Tentu saja kemungkinan itu ada. Kemungkinan yang sangat besar malah. Dan sejujurnya bukan hanya itu yang membuat Elai ngeri. Yaitu ketika ia teringat bagaimana tadi tangan Ares yang menggerayangi tubuhnya. Sekarang, membayangkan hal itu terang saja makin membuat gadis itu ketakutan.

Elai meraba tekuknya. Mendadak saja satu pemikiran mengerikan melintas di benaknya. Itu adalah kalau tiba-tiba Ares masuk ke kamarnya dan merencanakan sesuatu pada dirinya. Dengan kekuatan Ares –yang terang saja sudah dirasakan Elai tadi-, gadis itu yakin bahwa ia tak akan bisa melawan.

Elai membeku. Dengan imajinasi yang menakutkan itu. Imajinasi yang tak mampu ia cegah untuk dibentuk oleh otaknya.
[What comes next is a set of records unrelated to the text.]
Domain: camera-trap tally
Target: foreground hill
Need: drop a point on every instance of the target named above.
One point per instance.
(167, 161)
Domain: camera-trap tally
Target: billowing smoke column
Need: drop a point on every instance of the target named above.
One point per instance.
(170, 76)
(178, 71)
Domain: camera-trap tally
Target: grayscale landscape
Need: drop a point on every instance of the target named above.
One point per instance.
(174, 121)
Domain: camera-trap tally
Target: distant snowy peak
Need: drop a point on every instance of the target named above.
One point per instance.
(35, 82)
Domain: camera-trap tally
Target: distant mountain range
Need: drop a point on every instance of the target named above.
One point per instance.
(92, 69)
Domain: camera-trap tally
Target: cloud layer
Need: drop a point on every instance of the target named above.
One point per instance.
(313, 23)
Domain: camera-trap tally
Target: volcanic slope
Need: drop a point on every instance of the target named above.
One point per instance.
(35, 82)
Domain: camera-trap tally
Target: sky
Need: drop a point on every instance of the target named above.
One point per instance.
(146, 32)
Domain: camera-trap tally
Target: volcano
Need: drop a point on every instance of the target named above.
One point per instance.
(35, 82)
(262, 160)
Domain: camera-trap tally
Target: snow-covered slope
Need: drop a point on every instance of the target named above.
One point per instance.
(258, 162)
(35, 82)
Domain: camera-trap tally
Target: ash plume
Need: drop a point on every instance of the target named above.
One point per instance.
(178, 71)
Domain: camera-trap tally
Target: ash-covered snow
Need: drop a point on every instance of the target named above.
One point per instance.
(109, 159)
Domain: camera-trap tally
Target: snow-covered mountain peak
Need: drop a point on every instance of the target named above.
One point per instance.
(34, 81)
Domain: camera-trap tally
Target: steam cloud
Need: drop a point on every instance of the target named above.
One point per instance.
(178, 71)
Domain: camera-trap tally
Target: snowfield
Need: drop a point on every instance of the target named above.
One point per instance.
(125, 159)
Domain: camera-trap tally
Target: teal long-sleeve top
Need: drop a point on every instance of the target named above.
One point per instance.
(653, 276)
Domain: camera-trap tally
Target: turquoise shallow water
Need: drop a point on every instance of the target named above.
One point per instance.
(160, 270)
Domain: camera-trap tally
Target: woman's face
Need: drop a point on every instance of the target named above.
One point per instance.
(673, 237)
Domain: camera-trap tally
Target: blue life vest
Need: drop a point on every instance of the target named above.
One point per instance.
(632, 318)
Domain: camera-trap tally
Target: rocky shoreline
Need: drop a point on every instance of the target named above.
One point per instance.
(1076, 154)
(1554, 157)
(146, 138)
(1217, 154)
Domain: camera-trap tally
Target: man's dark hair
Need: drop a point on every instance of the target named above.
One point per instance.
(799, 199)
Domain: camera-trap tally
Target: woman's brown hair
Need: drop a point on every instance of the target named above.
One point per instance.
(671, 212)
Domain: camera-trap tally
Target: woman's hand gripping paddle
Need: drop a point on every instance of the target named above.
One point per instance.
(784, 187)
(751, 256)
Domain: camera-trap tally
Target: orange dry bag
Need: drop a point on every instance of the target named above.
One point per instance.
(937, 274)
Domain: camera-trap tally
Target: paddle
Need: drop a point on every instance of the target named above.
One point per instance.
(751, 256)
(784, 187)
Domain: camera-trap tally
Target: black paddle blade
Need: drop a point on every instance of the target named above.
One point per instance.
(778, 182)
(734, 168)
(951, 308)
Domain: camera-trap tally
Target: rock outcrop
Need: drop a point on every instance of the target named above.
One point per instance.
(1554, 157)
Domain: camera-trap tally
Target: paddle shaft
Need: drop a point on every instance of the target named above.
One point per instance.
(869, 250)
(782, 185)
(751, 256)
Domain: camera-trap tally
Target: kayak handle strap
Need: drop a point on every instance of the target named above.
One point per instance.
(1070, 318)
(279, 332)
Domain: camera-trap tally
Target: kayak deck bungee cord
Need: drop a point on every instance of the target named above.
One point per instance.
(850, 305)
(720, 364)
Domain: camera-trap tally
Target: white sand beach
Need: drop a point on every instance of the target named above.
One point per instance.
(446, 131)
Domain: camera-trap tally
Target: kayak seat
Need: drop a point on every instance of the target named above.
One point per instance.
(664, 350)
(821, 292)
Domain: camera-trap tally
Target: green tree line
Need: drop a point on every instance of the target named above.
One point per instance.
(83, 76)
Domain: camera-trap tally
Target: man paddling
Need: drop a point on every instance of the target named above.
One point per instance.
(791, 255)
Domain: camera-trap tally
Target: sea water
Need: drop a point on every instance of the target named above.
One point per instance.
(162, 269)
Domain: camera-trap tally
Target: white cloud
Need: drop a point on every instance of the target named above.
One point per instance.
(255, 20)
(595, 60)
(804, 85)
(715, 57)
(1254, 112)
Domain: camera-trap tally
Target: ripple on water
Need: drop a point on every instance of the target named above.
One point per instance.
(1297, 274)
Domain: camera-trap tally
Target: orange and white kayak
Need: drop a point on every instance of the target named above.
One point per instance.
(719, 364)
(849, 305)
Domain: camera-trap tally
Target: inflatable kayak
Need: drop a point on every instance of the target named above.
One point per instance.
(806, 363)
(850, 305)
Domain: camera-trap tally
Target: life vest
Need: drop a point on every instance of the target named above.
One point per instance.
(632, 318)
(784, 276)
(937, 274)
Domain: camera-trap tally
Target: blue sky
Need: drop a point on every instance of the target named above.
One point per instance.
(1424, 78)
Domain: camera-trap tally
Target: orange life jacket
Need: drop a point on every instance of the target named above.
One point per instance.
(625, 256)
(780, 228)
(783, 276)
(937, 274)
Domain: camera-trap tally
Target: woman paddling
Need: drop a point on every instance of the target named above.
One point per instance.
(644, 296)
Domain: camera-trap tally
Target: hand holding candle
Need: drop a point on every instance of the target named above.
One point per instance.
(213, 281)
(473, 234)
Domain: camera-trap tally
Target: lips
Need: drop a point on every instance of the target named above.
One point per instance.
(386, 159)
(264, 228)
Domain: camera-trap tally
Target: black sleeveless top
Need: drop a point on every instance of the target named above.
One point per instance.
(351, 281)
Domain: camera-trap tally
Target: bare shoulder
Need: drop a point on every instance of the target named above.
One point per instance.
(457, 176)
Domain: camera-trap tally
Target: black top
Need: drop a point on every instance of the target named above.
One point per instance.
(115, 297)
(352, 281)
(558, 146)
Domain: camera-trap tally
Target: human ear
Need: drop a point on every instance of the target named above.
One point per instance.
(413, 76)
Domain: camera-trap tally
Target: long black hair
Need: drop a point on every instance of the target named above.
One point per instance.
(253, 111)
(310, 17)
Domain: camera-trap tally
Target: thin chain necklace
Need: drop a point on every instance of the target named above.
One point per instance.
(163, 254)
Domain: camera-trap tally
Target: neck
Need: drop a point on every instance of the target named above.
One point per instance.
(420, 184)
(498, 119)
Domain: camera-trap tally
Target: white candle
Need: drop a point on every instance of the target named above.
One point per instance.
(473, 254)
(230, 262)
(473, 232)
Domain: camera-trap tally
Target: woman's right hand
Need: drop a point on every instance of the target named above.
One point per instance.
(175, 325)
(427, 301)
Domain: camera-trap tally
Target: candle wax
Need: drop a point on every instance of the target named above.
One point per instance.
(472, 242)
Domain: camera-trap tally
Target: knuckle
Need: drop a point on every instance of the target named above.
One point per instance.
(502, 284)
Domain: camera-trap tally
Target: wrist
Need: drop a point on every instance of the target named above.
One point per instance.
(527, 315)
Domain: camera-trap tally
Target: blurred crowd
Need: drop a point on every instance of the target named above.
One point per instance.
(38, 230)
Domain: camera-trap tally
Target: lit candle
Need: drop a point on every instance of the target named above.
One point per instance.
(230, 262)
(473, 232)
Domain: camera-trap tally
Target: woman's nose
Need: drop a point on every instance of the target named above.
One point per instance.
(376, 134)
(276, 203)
Ares menutup pintu kamarnya. Menguncinya. Lantas melempar anak kunci itu ke sembarang arah. Sementara Elai ketakutan di atas tempat tidur, ada Ares yang justru melepaskan kaus yang ia kenakan. Dan ketika cowok itu melangkah, tatapan matanya tampak mengintai pada sekujur tubuh Elai yang gemetaran. Persis seperti singa yang tampak senang melihat mangsa buruannya menggigil oleh rasa ngeri.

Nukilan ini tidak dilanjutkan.